温妮塔的右手狠狠扇在了罗伊娜的脸上。力道不小,罗伊娜的脸被打得偏向一边,几缕散落的金铜色发丝粘在了湿润的脸颊上。
她整个人都僵住了,保持着偏头的姿势。连那一直流个不停的眼泪,都暂停了。
温妮塔的手停在空中,掌心火辣辣地疼。
打完之后,她自己先愣住了。看着罗伊娜脸上浮起的红痕,看着她僵住的身体和散乱的头发。有什么东西从胸口往上撞,是懊悔,是后怕,还是那一巴掌到底打在了谁身上——她理不清楚,也不想理。眼眶已经烫了,她偏过头,不去看。
"……我先走一步。"
她听见自己这样说,声音干涩,像喉咙里灌了一把沙。
不能再待在这里了,一秒钟都不能。
她猛地转身,脚步踉跄地奔向山坡下方——那里,卡伦骑来的那匹栗色鬃毛的马,正不安地原地踏着步,缰绳拖在地上。

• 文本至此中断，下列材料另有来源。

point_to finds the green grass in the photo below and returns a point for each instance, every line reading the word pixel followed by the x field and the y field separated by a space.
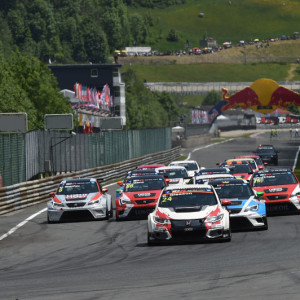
pixel 210 72
pixel 242 20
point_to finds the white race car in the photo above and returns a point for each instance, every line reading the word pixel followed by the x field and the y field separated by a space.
pixel 189 213
pixel 78 199
pixel 191 166
pixel 174 174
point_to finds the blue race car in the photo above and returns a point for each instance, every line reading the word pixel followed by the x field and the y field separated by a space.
pixel 247 211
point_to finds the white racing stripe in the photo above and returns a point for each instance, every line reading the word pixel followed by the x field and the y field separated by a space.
pixel 12 230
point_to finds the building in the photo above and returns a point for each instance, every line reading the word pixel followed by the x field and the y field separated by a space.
pixel 93 76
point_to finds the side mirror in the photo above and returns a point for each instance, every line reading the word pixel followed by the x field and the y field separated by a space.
pixel 259 194
pixel 226 202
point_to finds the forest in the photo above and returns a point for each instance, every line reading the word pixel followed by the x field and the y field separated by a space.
pixel 35 33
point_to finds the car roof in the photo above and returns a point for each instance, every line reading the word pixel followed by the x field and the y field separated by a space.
pixel 273 171
pixel 187 186
pixel 146 177
pixel 214 176
pixel 171 167
pixel 79 180
pixel 232 181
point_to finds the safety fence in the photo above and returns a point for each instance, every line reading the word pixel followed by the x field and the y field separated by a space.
pixel 29 193
pixel 37 153
pixel 202 88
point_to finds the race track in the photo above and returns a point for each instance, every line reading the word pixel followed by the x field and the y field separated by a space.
pixel 111 260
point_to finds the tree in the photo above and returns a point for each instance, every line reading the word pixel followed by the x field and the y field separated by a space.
pixel 212 98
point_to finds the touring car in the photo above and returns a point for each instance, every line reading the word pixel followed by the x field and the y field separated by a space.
pixel 246 209
pixel 139 196
pixel 77 199
pixel 281 190
pixel 174 174
pixel 189 213
pixel 268 154
pixel 191 166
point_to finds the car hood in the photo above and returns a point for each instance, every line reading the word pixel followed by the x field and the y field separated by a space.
pixel 78 197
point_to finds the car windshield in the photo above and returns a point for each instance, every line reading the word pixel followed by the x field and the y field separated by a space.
pixel 188 166
pixel 258 161
pixel 229 191
pixel 174 173
pixel 265 151
pixel 79 187
pixel 242 168
pixel 274 179
pixel 144 184
pixel 188 198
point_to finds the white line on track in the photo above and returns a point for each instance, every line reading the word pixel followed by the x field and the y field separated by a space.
pixel 12 230
pixel 296 159
pixel 207 146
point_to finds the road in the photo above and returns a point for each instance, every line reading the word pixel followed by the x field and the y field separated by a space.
pixel 111 260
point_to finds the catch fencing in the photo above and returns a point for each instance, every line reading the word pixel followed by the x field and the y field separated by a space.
pixel 29 193
pixel 30 155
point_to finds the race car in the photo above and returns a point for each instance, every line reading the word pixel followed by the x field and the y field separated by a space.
pixel 189 213
pixel 246 210
pixel 81 198
pixel 149 167
pixel 251 161
pixel 135 172
pixel 139 196
pixel 261 165
pixel 191 166
pixel 174 174
pixel 240 169
pixel 268 154
pixel 281 190
pixel 200 179
pixel 209 171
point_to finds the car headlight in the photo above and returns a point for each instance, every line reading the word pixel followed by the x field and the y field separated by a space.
pixel 214 219
pixel 252 207
pixel 97 201
pixel 124 201
pixel 161 220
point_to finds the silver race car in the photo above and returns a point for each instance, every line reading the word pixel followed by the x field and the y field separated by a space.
pixel 77 199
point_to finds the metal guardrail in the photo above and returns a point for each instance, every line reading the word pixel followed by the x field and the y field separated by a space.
pixel 29 193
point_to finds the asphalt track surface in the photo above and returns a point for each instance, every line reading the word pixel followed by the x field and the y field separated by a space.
pixel 111 260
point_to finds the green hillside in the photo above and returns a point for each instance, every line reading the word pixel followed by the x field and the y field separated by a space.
pixel 240 20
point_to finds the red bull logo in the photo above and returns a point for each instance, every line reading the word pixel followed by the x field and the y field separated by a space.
pixel 264 96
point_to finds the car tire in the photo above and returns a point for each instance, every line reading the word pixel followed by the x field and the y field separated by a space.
pixel 107 214
pixel 150 242
pixel 48 220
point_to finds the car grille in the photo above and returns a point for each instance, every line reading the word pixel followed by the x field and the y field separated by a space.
pixel 144 201
pixel 77 215
pixel 276 208
pixel 270 190
pixel 240 223
pixel 277 197
pixel 234 210
pixel 72 205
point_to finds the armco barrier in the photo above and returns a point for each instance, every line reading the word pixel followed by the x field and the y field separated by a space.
pixel 29 193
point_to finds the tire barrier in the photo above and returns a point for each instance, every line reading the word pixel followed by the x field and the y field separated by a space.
pixel 29 193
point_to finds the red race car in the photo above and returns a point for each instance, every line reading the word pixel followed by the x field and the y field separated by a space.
pixel 139 196
pixel 281 190
pixel 257 159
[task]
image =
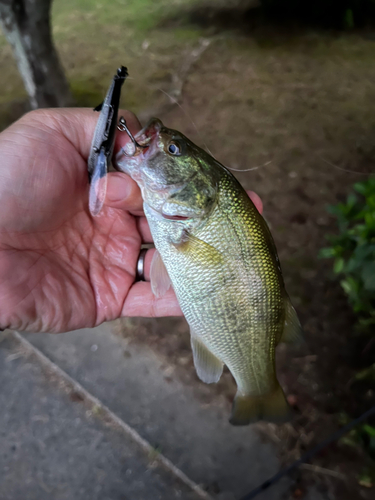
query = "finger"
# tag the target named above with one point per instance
(123, 192)
(256, 200)
(144, 230)
(147, 264)
(142, 302)
(78, 125)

温妮塔抓住缰绳,手脚并用地爬上马背。动作笨拙,差点滑下来,她死死抓住缰绳,夹紧马腹。
"驾!"
她喝了一声,声音带着破音。马匹嘶鸣一声,扬起蹄子朝南方奔去。马蹄踏起湿润的泥土和草屑,温妮塔伏在马背上,风迎面扑来,把头发往后压。
她没有回头,下唇咬出了齿痕。眼泪出来了,她不管,让风吹走。
山坡上,罗伊娜依然钉在原地,偏着头,维持着被掌掴后的姿势。那道红痕在脸上落着,泪水从上面流过去,继续往下淌。
她手里的红龙木法杖,"啪嗒"一声,从无力的手指间滑落,掉在了脚边的草地上。